O ministro da Secretaria-Geral da Presidência da República, Guilherme Boulos, classificou como “banditismo” o aumento no preço do óleo diesel praticado por postos de combustíveis nas últimas semanas. Ele afirmou que essa prática constitui um crime contra a economia popular.

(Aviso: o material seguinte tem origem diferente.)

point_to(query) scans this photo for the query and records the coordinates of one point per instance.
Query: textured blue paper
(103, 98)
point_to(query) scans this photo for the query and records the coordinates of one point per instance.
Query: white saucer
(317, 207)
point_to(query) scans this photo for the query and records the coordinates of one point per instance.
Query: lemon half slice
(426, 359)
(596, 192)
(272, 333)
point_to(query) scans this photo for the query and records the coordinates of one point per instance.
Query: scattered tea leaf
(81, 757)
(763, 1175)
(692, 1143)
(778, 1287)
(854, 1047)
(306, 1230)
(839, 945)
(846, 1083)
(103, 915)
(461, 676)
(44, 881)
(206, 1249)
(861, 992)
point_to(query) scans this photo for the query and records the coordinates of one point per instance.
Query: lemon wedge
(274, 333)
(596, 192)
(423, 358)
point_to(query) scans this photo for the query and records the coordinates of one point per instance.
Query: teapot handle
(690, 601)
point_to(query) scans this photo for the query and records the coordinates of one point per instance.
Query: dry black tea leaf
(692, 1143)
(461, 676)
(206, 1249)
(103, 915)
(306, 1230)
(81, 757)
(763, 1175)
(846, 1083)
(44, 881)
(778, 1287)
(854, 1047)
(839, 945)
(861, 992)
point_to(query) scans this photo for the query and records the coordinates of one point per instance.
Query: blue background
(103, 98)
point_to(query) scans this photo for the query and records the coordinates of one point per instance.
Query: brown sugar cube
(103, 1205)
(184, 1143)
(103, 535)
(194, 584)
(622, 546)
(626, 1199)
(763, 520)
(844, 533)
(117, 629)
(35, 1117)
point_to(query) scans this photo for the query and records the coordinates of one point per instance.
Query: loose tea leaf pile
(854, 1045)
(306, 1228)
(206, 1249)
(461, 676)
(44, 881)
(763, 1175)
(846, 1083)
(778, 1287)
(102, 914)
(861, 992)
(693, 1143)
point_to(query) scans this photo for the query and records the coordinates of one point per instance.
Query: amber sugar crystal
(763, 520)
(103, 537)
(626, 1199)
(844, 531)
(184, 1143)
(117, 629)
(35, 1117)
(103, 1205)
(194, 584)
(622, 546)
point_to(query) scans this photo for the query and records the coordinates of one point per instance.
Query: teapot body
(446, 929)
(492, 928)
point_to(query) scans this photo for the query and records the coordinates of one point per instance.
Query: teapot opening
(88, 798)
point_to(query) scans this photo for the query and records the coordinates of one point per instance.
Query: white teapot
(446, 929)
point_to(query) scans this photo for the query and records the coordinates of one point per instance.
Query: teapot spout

A declaração ocorreu nesta sexta-feira (20), após um evento sobre política assistencial na Fundação Getulio Vargas (FGV), no Rio de Janeiro. Boulos argumentou que o aumento do diesel não é justificado pela guerra no Oriente Médio, já que o governo federal adotou medidas para conter a alta dos preços, como a redução a zero das alíquotas de PIS e Cofins sobre o combustível.
Boulos destacou que, apesar de as distribuidoras não estarem pagando mais pelo diesel, o aumento especulativo está sendo repassado aos consumidores. As ações do governo visam evitar que o preço do petróleo no mercado internacional impacte a inflação no Brasil.
O barril do petróleo tipo Brent, referência internacional, estava cotado a cerca de US$ 110 nesta sexta-feira. Antes dos ataques dos Estados Unidos e de Israel ao Irã, o preço era pouco acima de R$ 70.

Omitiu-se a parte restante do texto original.